If this happens, Indonesia will join Venezuela and Slovenia as countries which have lost all of their glaciers.
April 2026 issue Climate Chronicles posted by Nature Reviews Earth and Environment also noted that glaciers world wide have lost about 408 gigatons of ice in 2025, making it the sixth worst 12 months of glacier loss since records began in 1975.

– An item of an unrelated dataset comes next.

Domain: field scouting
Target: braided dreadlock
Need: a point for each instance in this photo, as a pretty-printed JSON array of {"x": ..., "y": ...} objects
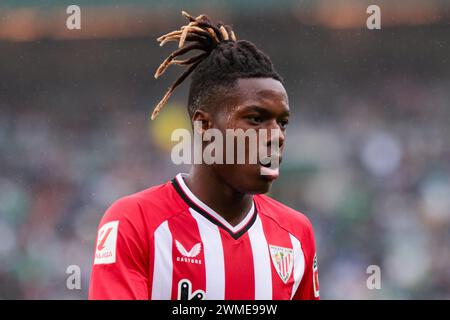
[{"x": 222, "y": 61}]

El Niño and global warming: the 2 primary drivers
The rapid melting was intensified by the El Niño cycle. During El Niño, Papua becomes drier and warmer, which suggests less snowfall within the highlands and increased ice melt. Together, these conditions create a deadly combination, especially for small glaciers.
Permana and his team analyzed a 32-meter ice core excavated in 2010, which incorporates half a century of climate data. The findings showed that the speed of vertical ice thinning increased from about 1.0 meters per 12 months to five.3 meters through the 2015–2016 El Niño event, an almost fivefold increase within the short period.
The study was published within the journal Science and technology of cold regions.
Quoted by physi.orgMike Kaplan, a geologist at Columbia Climate School’s Lamont-Doherty Earth Observatory, explained the mechanism behind the phenomenon: Rising temperatures raise freezing levels, causing precipitation to occur more often as rain than snow.
Instead of nourishing glaciers, water accelerates melting. Even under optimistic scenarios, Kaplan said current conditions mean it’s “probably too warm and dry for glaciers to stay, especially if there may be a robust El Niño 12 months.”
More than simply ice: cultural and scientific losses
The disappearance of glaciers shouldn’t be only an ecological problem. For indigenous Papuan communities, the everlasting snow of Puncak Jaya is greater than only a geographical feature; it’s a sacred space considered the resting place of their ancestors.
Its disappearance marks the erosion of the spiritual identity passed down from generation to generation. Even its local name “everlasting snow” now seems painfully ironic within the face of the unstoppable rate of melting.
Glaciers even have irreplaceable scientific value. Quoted by National GeographerMarie Šabacká, a biologist at Charles University within the Czech Republic, explained that the glaciers preserved atmospheric records dating back 800,000 years in the shape of gas bubbles trapped within the ice layers.
“We are losing knowledge that has been hidden in glaciers for thousands of years,” she said during a public lecture on the Faculty of Mathematics and Science of Universitas Indonesia in March 2026.
She compared it to the burning of the Library of Alexandria: a historical archive during which a planet’s climate disappears before it could possibly be fully understood.
The effects are already being felt
Beyond Papua, the worldwide effects of melting ice are already affecting other regions.
Dr. Emilya Nurjani from the Department of Geography, Universitas Gadjah Mada, explained that melting ice within the mountains and polar regions is raising sea levels, which in turn worsens coastal erosion and sea level rise along the northern coast of Java, including Semarang, as reported on the official UGM website.
As an archipelagic country, Indonesia is on the front line of those consequences.
According to Kaplan, tropical glaciers are like “the canary within the coal mine” – an early warning signal for your entire world’s ice system. Their small size makes them more sensitive and respond more quickly to temperature changes in comparison with glaciers at higher latitudes. And in Puncak Jaya, this warning song is sort of over.